Philippe Forrest empile ces mondes, les superpose en un mille-feuille ontologique de présence et d’absence, jeux de cache-cache avec toutes les réalités imaginables, utilise la science et ses savants.
Il convie bien sûr Schrödinger et son fameux chat, Everett et Leibniz ; il déroule la présence du chat avec science et infinie pudeur, ce chat vivant et mort, présent et absent, ce chat apparu dans l’obscurité, de nulle part, ce chat autour duquel vont se cristalliser l’absence et la douleur.
« L’histoire d’un homme sans histoire, se faisant le chroniqueur des événements insignifiants survenus dans son existence à partir du plus minuscule de ceux-ci, l’arrivée dans son jardin d’un chat errant, et devenant la proie d’un délire assez extravagant en s’imaginant pouvoir reconstruire à partir de là une démonstration assez vaste pour englober à la fois le système de sa vie et celui de l’univers indifférent tournoyant avec ses phénomènes autour de lui.
Une sorte de thriller absurde au ressort purement spéculatif où les péripéties s’enchaîneraient mais où rien n’arriverait jamais.
Voilà où j’en suis ».
Au début j’ai eu un peu de peine à suivre, si vous n’êtes pas versé en sciences cela vous arrivera peut-être à vous aussi.

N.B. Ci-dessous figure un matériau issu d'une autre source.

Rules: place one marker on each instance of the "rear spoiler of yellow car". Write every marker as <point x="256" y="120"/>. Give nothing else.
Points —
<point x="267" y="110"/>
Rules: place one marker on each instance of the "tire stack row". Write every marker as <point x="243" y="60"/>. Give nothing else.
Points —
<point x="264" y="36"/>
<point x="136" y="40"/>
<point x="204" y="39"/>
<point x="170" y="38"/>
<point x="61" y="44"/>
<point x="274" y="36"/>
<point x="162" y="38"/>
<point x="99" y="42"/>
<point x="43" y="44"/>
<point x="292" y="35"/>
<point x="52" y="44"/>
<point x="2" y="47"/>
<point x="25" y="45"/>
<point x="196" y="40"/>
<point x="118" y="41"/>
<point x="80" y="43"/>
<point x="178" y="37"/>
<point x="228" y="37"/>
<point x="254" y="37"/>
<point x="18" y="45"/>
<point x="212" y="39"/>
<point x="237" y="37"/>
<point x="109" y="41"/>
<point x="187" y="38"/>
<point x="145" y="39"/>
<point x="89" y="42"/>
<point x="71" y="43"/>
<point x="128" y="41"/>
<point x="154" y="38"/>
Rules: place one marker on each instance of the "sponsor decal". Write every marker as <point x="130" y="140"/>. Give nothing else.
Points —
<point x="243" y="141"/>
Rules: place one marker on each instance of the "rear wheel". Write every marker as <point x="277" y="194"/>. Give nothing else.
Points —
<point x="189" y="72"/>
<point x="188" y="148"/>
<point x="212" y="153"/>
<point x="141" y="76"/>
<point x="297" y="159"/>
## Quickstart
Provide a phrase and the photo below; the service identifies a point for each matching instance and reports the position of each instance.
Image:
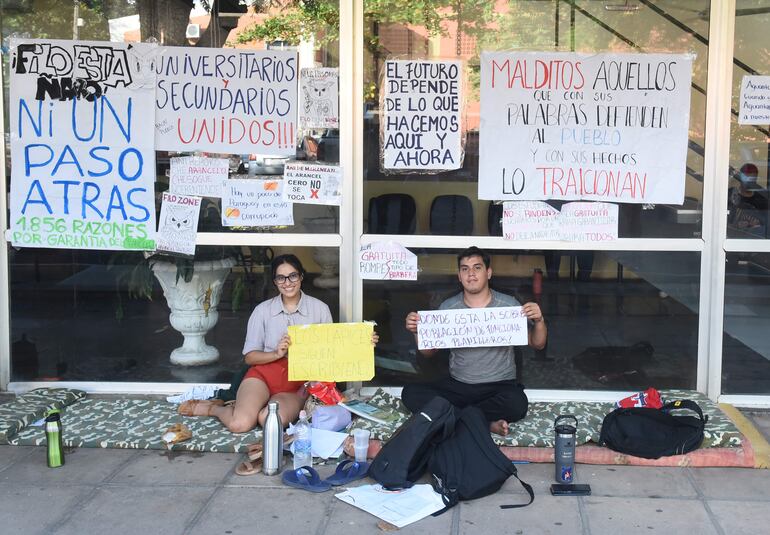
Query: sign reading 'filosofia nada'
(608, 127)
(82, 148)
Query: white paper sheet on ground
(400, 508)
(323, 443)
(387, 261)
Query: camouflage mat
(138, 424)
(536, 430)
(18, 413)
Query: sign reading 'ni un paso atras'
(83, 159)
(606, 127)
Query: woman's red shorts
(275, 375)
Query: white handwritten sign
(576, 222)
(255, 203)
(320, 101)
(386, 261)
(606, 127)
(178, 226)
(196, 175)
(83, 169)
(472, 327)
(231, 101)
(530, 220)
(755, 100)
(588, 221)
(421, 103)
(312, 183)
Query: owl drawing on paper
(316, 97)
(178, 223)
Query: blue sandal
(346, 472)
(305, 478)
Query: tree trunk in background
(166, 21)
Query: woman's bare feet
(499, 427)
(374, 447)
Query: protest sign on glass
(197, 175)
(178, 228)
(605, 127)
(320, 102)
(255, 203)
(312, 183)
(755, 100)
(588, 221)
(472, 327)
(530, 220)
(230, 101)
(83, 169)
(331, 352)
(386, 261)
(421, 107)
(576, 222)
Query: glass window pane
(616, 320)
(101, 316)
(462, 31)
(747, 179)
(745, 344)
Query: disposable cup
(361, 443)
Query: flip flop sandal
(305, 478)
(249, 468)
(346, 472)
(187, 408)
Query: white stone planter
(194, 307)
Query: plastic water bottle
(303, 455)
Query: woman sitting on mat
(265, 350)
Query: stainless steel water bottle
(53, 438)
(272, 445)
(564, 448)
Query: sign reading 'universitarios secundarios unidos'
(606, 127)
(229, 101)
(84, 161)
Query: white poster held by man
(319, 106)
(255, 203)
(387, 261)
(226, 100)
(198, 175)
(309, 183)
(588, 222)
(472, 327)
(421, 127)
(178, 228)
(604, 127)
(83, 169)
(530, 220)
(755, 100)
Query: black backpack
(654, 433)
(469, 465)
(404, 458)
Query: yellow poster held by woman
(331, 352)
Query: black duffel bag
(654, 433)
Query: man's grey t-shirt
(481, 364)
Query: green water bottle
(53, 432)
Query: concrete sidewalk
(148, 492)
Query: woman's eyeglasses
(291, 277)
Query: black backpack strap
(686, 404)
(529, 490)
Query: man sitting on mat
(480, 376)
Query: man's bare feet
(374, 447)
(499, 427)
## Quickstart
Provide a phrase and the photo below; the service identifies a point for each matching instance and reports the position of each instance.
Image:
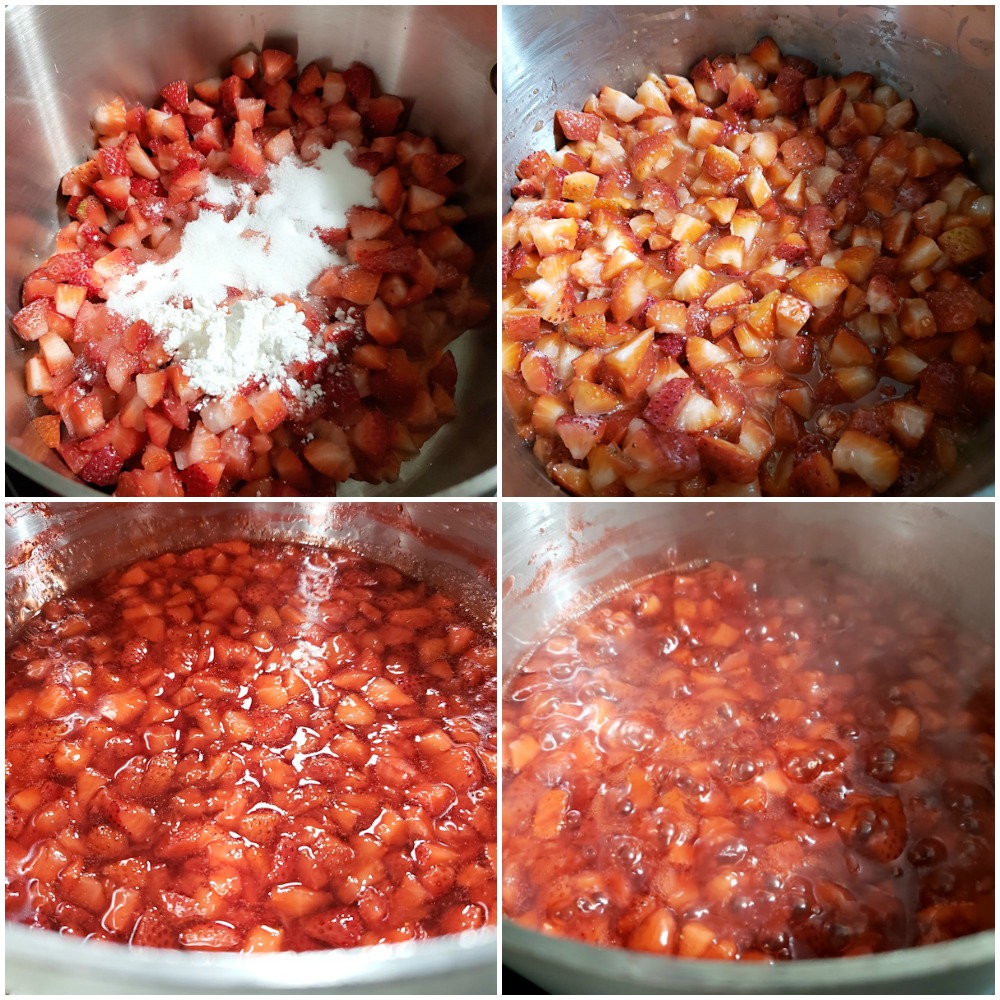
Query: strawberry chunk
(176, 95)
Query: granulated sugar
(270, 247)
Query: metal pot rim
(283, 971)
(644, 969)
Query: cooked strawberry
(336, 928)
(662, 406)
(942, 387)
(577, 125)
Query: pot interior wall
(561, 558)
(62, 62)
(941, 57)
(51, 548)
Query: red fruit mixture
(759, 281)
(776, 761)
(252, 747)
(121, 414)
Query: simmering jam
(775, 760)
(254, 747)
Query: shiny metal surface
(940, 56)
(52, 546)
(558, 559)
(61, 62)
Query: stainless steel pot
(942, 57)
(559, 558)
(51, 547)
(64, 61)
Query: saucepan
(62, 62)
(559, 558)
(941, 57)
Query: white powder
(270, 247)
(221, 349)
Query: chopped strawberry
(202, 478)
(245, 154)
(359, 80)
(164, 483)
(275, 65)
(662, 406)
(176, 94)
(380, 256)
(114, 192)
(336, 928)
(269, 410)
(113, 163)
(579, 125)
(103, 467)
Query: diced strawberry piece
(165, 483)
(37, 378)
(176, 95)
(250, 110)
(48, 427)
(380, 256)
(32, 322)
(245, 154)
(372, 434)
(279, 146)
(662, 406)
(120, 368)
(387, 186)
(359, 80)
(112, 162)
(367, 223)
(359, 285)
(269, 410)
(202, 478)
(381, 114)
(275, 65)
(244, 66)
(942, 387)
(70, 268)
(337, 928)
(184, 181)
(39, 284)
(115, 264)
(114, 192)
(158, 427)
(579, 125)
(103, 467)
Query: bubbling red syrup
(777, 760)
(255, 747)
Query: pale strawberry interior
(252, 747)
(756, 281)
(369, 378)
(774, 761)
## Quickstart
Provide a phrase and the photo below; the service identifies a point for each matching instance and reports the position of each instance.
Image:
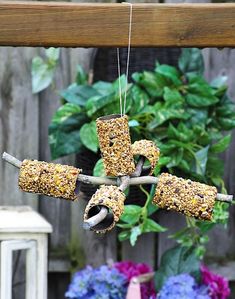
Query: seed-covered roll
(110, 197)
(147, 149)
(48, 178)
(185, 196)
(115, 145)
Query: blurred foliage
(42, 70)
(178, 109)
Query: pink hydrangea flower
(130, 269)
(218, 285)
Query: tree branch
(106, 181)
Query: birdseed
(185, 196)
(147, 149)
(51, 179)
(112, 198)
(115, 145)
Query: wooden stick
(106, 181)
(139, 167)
(93, 221)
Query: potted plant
(188, 118)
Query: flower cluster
(111, 283)
(130, 269)
(182, 286)
(218, 285)
(101, 283)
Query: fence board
(56, 211)
(218, 63)
(98, 25)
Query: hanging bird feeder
(115, 145)
(185, 196)
(48, 178)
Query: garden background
(24, 120)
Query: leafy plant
(177, 108)
(43, 69)
(136, 220)
(177, 260)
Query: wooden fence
(24, 120)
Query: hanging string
(123, 106)
(119, 81)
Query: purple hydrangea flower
(218, 285)
(182, 286)
(130, 269)
(101, 283)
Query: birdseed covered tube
(147, 149)
(48, 178)
(110, 197)
(115, 145)
(185, 196)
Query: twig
(93, 221)
(224, 197)
(139, 167)
(12, 160)
(125, 181)
(106, 181)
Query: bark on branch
(125, 182)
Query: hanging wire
(123, 106)
(119, 81)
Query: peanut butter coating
(115, 145)
(112, 198)
(51, 179)
(147, 149)
(185, 196)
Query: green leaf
(64, 112)
(99, 169)
(53, 54)
(176, 261)
(88, 136)
(124, 235)
(172, 96)
(191, 61)
(131, 213)
(215, 166)
(42, 74)
(133, 123)
(201, 157)
(153, 83)
(103, 88)
(98, 102)
(135, 233)
(176, 158)
(69, 131)
(169, 72)
(222, 145)
(150, 225)
(78, 94)
(64, 135)
(226, 123)
(199, 93)
(164, 114)
(219, 81)
(81, 77)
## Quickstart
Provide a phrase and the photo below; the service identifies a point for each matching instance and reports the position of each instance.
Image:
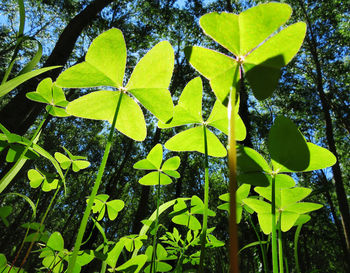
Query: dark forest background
(313, 92)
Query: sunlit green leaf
(104, 63)
(193, 140)
(171, 164)
(130, 120)
(134, 264)
(113, 208)
(80, 164)
(150, 80)
(55, 241)
(35, 178)
(13, 83)
(287, 146)
(151, 179)
(241, 33)
(189, 108)
(155, 156)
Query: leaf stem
(262, 247)
(206, 201)
(155, 238)
(95, 188)
(296, 240)
(274, 235)
(232, 164)
(280, 244)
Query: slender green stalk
(262, 247)
(95, 188)
(104, 263)
(25, 237)
(178, 268)
(274, 235)
(296, 240)
(42, 222)
(206, 201)
(21, 160)
(232, 164)
(286, 264)
(155, 238)
(280, 245)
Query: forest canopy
(174, 136)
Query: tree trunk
(20, 113)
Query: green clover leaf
(189, 111)
(104, 66)
(249, 37)
(78, 162)
(288, 206)
(100, 206)
(161, 173)
(52, 95)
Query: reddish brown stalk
(232, 164)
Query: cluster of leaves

Un seul conseil : persévérez. Vous allez bientôt être plongé dans des réflexions troublantes sur les mondes parallèles, vous vous rendrez compte que ces mondes multiples qui nous entourent forment l’essence de notre vie. Vous apprendrez aussi un certain nombre d’anecdotes sur les savants dont parle l’auteur, mais rien d’inutile dans cette façon d’enrouler le lecteur dans cette évocation subtile du destin.
J’ai déjà parlé de la douleur d’avoir perdu un enfant dans une critique comparant Tombé hors du temps, récit pour une voix de David Grossman et les Contemplations de Victor Hugo. Le poème douloureux et sauvage de l’auteur israélien et celui de notre poète national abordent de front le deuil impossible. Philippe Forest procède différemment dans ce livre, il affronte la douleur, si j’ose dire, de biais. Au travers du prisme du chat quantique : dans toutes ces réalités, il doit bien exister une petite fille qui ne souffre plus et qui, apaisée, attend patiemment l’histoire que son papa va lui lire…
« On invente une autre réalité afin de pouvoir considérer depuis le monde d’hypothèses que l’on se donne celui où l’on se tient, de jouer avec ce qu’il contient, désassemblant les pièces du puzzle pour voir si n’existerait pas une manière de les arranger autrement et de composer avec tous ces morceaux d’un monde en miettes une image plus juste de ce qui est ».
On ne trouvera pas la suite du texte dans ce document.